I told him what I wanted.
He listened patiently. At the end of it he said, his voice now back to its confident best: ‘It strikes me, Mr Starkey, that if anyone is doing any blackmailing, then it is you. You are the one now seeking to control the actions and policies of not only a government minister, but the entire government itself.’
It was a fair point. In one day I’d gone from being a private eye in denial, with no customers, to de facto brigadier general of the Ulster Volunteer Force and now the unelected leader of the Northern Ireland Assembly. You could get used to power. Power corrupts, but absolute power must be wonderful.
I said, ‘Dress it up how you like, Professor, but at the end of the day, all I’m trying to do is save a boy’s life.’
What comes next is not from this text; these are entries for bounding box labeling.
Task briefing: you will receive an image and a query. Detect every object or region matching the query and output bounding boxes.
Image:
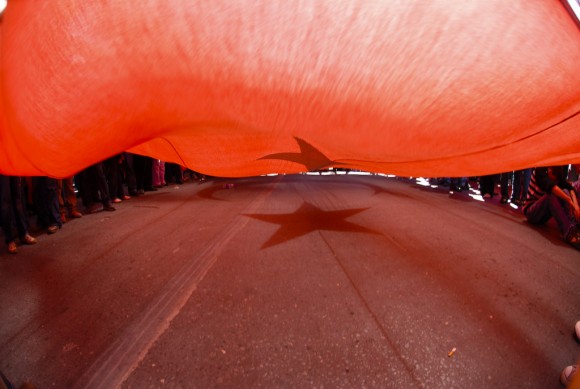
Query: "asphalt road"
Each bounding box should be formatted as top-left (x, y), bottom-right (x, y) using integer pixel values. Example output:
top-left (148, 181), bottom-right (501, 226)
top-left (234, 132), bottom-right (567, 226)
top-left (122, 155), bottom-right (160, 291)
top-left (0, 175), bottom-right (580, 388)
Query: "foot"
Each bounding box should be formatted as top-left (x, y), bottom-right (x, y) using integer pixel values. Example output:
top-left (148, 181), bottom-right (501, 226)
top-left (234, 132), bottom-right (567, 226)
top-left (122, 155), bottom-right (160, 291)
top-left (103, 204), bottom-right (116, 212)
top-left (560, 365), bottom-right (578, 386)
top-left (85, 203), bottom-right (101, 214)
top-left (8, 241), bottom-right (18, 254)
top-left (566, 231), bottom-right (580, 250)
top-left (69, 211), bottom-right (83, 219)
top-left (20, 234), bottom-right (36, 244)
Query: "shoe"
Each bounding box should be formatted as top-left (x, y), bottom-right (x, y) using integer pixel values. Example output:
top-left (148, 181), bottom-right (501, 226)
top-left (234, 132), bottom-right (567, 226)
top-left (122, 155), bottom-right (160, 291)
top-left (8, 241), bottom-right (18, 254)
top-left (85, 203), bottom-right (101, 214)
top-left (566, 230), bottom-right (580, 250)
top-left (560, 365), bottom-right (578, 386)
top-left (20, 234), bottom-right (36, 244)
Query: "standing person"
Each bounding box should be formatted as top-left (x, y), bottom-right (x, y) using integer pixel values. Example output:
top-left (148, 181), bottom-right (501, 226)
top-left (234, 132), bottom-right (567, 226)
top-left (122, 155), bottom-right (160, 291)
top-left (105, 153), bottom-right (131, 203)
top-left (58, 177), bottom-right (83, 223)
top-left (153, 159), bottom-right (167, 188)
top-left (32, 177), bottom-right (62, 234)
top-left (77, 162), bottom-right (115, 213)
top-left (0, 174), bottom-right (36, 254)
top-left (523, 166), bottom-right (580, 250)
top-left (499, 171), bottom-right (515, 204)
top-left (479, 174), bottom-right (495, 199)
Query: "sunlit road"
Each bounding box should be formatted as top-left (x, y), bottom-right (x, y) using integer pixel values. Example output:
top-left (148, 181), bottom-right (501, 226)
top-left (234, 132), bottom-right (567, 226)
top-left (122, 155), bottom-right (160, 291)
top-left (0, 175), bottom-right (580, 388)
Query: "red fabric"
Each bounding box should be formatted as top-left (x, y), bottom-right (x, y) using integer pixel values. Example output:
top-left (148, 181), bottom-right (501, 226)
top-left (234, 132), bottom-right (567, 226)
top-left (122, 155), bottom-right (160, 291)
top-left (0, 0), bottom-right (580, 176)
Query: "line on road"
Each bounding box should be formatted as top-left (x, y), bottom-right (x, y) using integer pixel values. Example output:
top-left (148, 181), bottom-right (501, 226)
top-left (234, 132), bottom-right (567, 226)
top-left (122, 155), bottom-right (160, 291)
top-left (75, 180), bottom-right (279, 389)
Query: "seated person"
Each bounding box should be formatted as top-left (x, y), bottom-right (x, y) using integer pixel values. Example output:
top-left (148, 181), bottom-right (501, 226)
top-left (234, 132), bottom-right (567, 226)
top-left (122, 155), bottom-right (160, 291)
top-left (523, 166), bottom-right (580, 250)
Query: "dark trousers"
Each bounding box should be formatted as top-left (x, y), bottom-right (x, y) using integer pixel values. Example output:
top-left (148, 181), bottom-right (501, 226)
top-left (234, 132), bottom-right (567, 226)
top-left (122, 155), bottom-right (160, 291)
top-left (32, 177), bottom-right (62, 228)
top-left (525, 191), bottom-right (576, 239)
top-left (479, 174), bottom-right (495, 196)
top-left (105, 155), bottom-right (125, 199)
top-left (0, 175), bottom-right (28, 243)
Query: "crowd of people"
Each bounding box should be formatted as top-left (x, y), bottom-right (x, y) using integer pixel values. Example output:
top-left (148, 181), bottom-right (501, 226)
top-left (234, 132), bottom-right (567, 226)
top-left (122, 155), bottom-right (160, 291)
top-left (0, 161), bottom-right (580, 384)
top-left (0, 161), bottom-right (580, 254)
top-left (0, 152), bottom-right (204, 254)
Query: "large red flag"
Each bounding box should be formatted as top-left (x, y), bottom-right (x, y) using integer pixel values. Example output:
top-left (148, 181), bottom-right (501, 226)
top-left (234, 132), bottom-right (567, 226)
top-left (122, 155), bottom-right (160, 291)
top-left (0, 0), bottom-right (580, 176)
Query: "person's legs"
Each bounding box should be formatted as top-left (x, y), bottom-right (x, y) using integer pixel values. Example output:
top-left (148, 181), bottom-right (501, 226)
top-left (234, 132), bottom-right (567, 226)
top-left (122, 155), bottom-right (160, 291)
top-left (548, 191), bottom-right (577, 239)
top-left (10, 177), bottom-right (28, 239)
top-left (500, 172), bottom-right (513, 203)
top-left (0, 175), bottom-right (16, 244)
top-left (512, 170), bottom-right (524, 204)
top-left (44, 177), bottom-right (62, 228)
top-left (524, 195), bottom-right (552, 224)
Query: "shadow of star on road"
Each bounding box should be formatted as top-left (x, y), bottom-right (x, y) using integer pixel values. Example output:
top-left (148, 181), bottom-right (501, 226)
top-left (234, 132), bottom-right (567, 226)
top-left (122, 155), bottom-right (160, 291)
top-left (258, 137), bottom-right (333, 172)
top-left (245, 202), bottom-right (382, 249)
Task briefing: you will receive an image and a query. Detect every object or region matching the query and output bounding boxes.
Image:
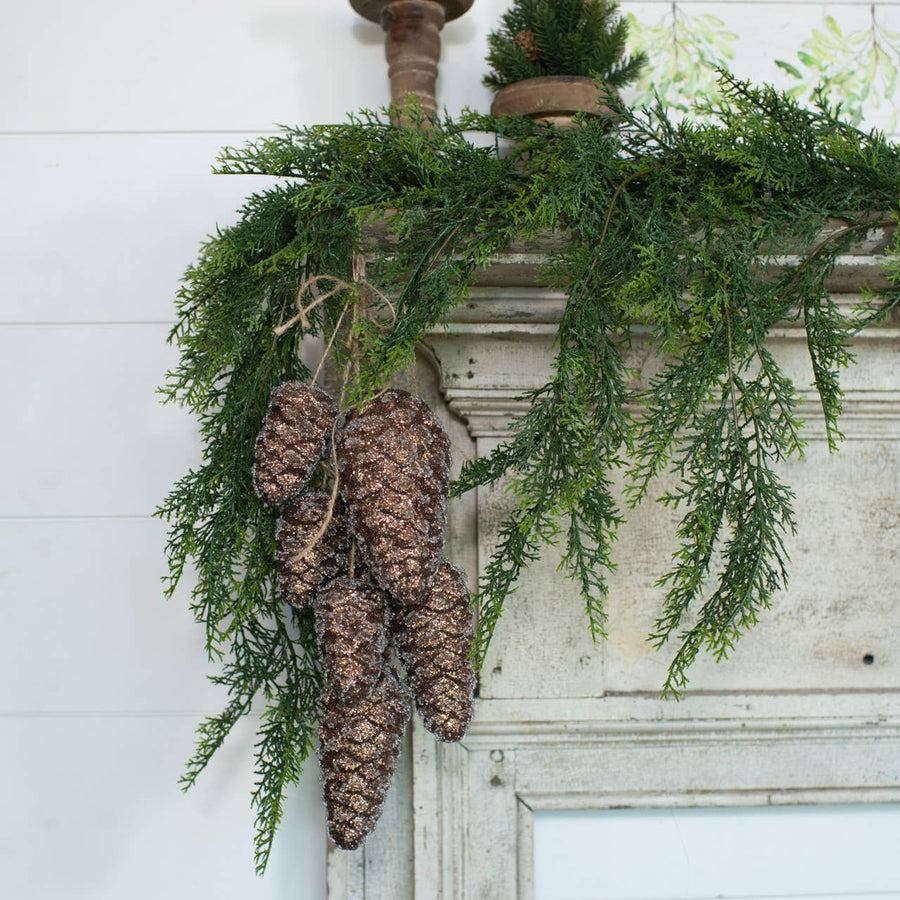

‘Mr Starkey, I have worked all my life for this country, one way or another. I have always felt that the Good Lord was at my side, guiding me. When I made mistakes, He forgave me and pointed me in the right direction. I am ashamed of nothing in my past. But times change, and the concerns that most agitate a young man do not seem so pressing in middle age. I am in a better place now, and I believe that is reflected in the respect I command for the work that I do. Politics is all about compromise, but perhaps we have compromised too much. Much as I hate to say it, this may be just exactly what we’ve needed, a wake-up call. Noon tomorrow, you say? Mr Starkey?’ He cleared his throat. ‘Mr Starkey?’
‘Sorry, I drifted off during your speech. Yes – noon tomorrow will do nicely.’
He let out the smallest, saddest laugh. ‘Noon,’ he repeated. ‘By God, Starkey, if he’s not even your kin, this Bobby Murray must be some special boy.’
‘You would think that,’ I said, ‘but actually, he’s a bit of a shit.’